The project will provide new evidence and knowledge on how investors make decisions, to inform and improve the existing financial advisory process for retail investors.

Financial markets are becoming ever-more complex with an increasing array of potential investment products to choose from. Since 2014 investors have new powers to withdraw their pension savings, to spend or invest as they choose.

The returns on most savings products and government bonds have also plummeted since the 2008 recession and remain at extremely low levels.

The chance to make high returns at low-risk levels appears to have evaporated and the ramifications for investors who make poor financial choices are at historically unprecedented levels.

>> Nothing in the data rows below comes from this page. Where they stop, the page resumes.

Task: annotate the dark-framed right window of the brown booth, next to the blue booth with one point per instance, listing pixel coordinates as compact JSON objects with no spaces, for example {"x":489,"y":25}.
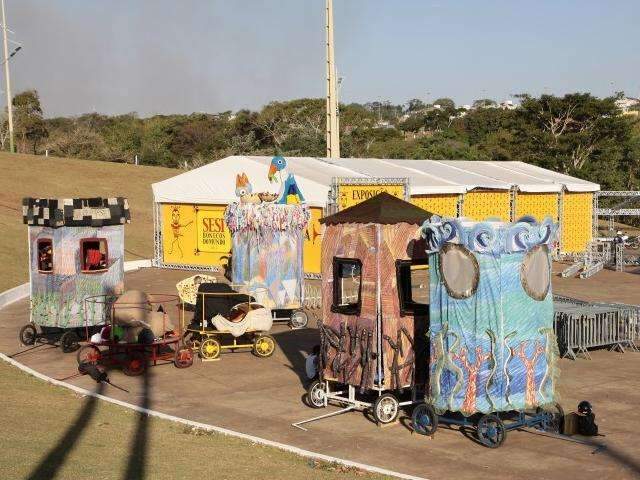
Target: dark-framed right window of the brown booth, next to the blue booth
{"x":413,"y":286}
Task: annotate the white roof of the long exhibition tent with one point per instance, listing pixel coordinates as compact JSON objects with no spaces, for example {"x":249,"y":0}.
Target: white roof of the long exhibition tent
{"x":214,"y":183}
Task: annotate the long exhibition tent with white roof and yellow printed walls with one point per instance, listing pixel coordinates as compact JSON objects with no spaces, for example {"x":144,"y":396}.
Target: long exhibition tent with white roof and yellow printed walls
{"x":190,"y":232}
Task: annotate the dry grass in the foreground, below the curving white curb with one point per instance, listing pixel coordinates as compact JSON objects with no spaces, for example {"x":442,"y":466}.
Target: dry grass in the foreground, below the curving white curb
{"x":49,"y":432}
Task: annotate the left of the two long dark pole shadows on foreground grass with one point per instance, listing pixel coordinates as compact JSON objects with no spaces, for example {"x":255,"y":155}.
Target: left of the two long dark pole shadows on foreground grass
{"x":55,"y":459}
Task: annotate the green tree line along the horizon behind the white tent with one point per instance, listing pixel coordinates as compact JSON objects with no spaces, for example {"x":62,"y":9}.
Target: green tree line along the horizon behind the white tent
{"x":578,"y":134}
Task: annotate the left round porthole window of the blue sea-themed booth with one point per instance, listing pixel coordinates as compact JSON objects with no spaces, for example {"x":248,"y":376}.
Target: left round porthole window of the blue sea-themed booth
{"x":459,"y":270}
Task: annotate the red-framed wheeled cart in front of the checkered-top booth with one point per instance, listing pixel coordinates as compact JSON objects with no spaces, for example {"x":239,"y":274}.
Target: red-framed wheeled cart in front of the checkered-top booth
{"x":134,"y":358}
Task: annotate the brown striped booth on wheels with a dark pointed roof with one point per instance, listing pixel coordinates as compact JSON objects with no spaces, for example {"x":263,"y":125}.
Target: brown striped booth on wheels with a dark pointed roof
{"x":374,"y":309}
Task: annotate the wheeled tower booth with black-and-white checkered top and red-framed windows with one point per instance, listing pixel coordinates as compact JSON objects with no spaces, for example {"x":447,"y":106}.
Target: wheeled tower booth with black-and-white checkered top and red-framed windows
{"x":76,"y":250}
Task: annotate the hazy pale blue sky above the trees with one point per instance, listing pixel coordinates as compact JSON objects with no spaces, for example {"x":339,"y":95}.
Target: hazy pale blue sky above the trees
{"x":161,"y":56}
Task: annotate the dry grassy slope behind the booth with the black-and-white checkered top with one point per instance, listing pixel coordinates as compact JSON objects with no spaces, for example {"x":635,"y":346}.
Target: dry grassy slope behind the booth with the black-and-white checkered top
{"x":37,"y":176}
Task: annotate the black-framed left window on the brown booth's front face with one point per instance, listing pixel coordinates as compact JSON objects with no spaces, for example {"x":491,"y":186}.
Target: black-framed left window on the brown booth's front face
{"x":347,"y":286}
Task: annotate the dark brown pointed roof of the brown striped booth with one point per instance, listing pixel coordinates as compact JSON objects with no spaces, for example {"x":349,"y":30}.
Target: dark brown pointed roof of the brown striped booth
{"x":383,"y":208}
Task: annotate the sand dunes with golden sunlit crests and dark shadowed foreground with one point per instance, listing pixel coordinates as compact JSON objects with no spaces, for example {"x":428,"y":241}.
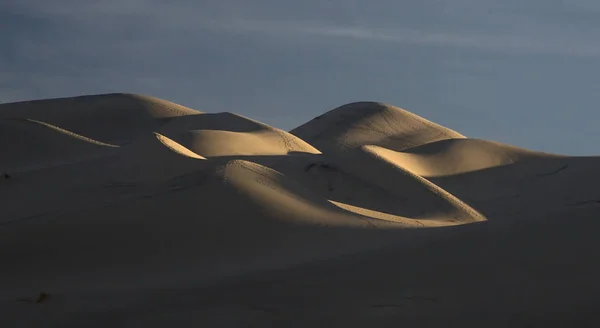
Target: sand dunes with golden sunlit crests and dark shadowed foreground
{"x":123,"y":210}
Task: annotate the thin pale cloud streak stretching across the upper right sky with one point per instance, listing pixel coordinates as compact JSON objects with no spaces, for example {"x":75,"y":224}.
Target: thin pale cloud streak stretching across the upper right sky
{"x":536,"y":43}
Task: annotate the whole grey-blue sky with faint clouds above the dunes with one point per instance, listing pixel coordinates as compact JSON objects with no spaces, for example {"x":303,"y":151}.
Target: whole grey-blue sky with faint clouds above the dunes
{"x":522,"y":72}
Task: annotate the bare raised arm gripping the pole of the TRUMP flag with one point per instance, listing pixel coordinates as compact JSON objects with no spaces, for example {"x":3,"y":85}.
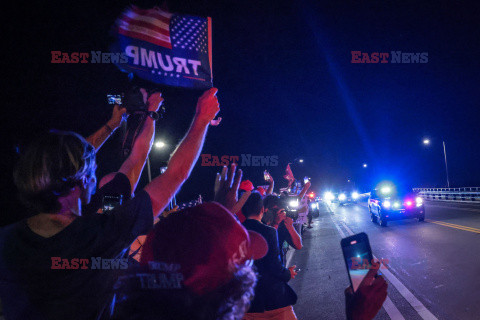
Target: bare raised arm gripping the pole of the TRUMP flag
{"x":164,"y":187}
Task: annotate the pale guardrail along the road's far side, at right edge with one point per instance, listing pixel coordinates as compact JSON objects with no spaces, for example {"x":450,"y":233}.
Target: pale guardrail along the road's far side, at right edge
{"x":468,"y":194}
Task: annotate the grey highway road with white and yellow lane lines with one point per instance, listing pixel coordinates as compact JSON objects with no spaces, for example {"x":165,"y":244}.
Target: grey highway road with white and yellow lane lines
{"x":433,"y":270}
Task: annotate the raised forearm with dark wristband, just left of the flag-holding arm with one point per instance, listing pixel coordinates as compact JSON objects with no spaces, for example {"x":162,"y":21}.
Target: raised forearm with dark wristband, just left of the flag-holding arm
{"x":133,"y":166}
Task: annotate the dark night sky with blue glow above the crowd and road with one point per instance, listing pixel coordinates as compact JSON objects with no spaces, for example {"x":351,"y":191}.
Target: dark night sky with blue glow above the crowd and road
{"x":286,"y":87}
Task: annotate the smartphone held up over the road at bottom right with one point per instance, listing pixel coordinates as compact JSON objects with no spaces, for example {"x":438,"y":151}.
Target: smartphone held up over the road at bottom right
{"x":358,"y":257}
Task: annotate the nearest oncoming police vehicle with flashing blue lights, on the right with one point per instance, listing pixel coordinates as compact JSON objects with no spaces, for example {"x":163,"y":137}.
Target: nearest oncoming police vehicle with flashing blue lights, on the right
{"x":387,"y":203}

In this climate many retail investors make financial decisions following a meeting with an intermediary, such as an independent financial advisor (IFA), and the completion of an attitude to risk questionnaire.

Professors Chris Brooks and Carola Hillenbrand will examine how retail investors in the UK make financial decisions when working with independent advisors.

They will also analyse attitude to risk questionnaires to examine the demographic and other factors that affect risk tolerance. The research will also evaluate:

  • the impact of the way that IFAs present information to retail investors
  • the effect of clients’ emotional state on the investments that they select

The project’s major focus will be around the effects and consequences of cognitive and emotional biases in the investor’s decision-making process.

Professor Brooks, Professor in Finance from the ICMA Centre at Henley Business School said: “I am delighted that the ESRC have agreed to fund this research, which I hope will make a valuable contribution to our knowledge of how investors make financial decisions.

“Retail investors have been largely ignored in the existing academic literature, leaving policymakers lacking a firm knowledge-base, and this grant will enable us to provide evidence in this important field. The findings of the project will contribute to knowledge and potentially improve the financial advisory process for hundreds of thousands of members of the investing public.”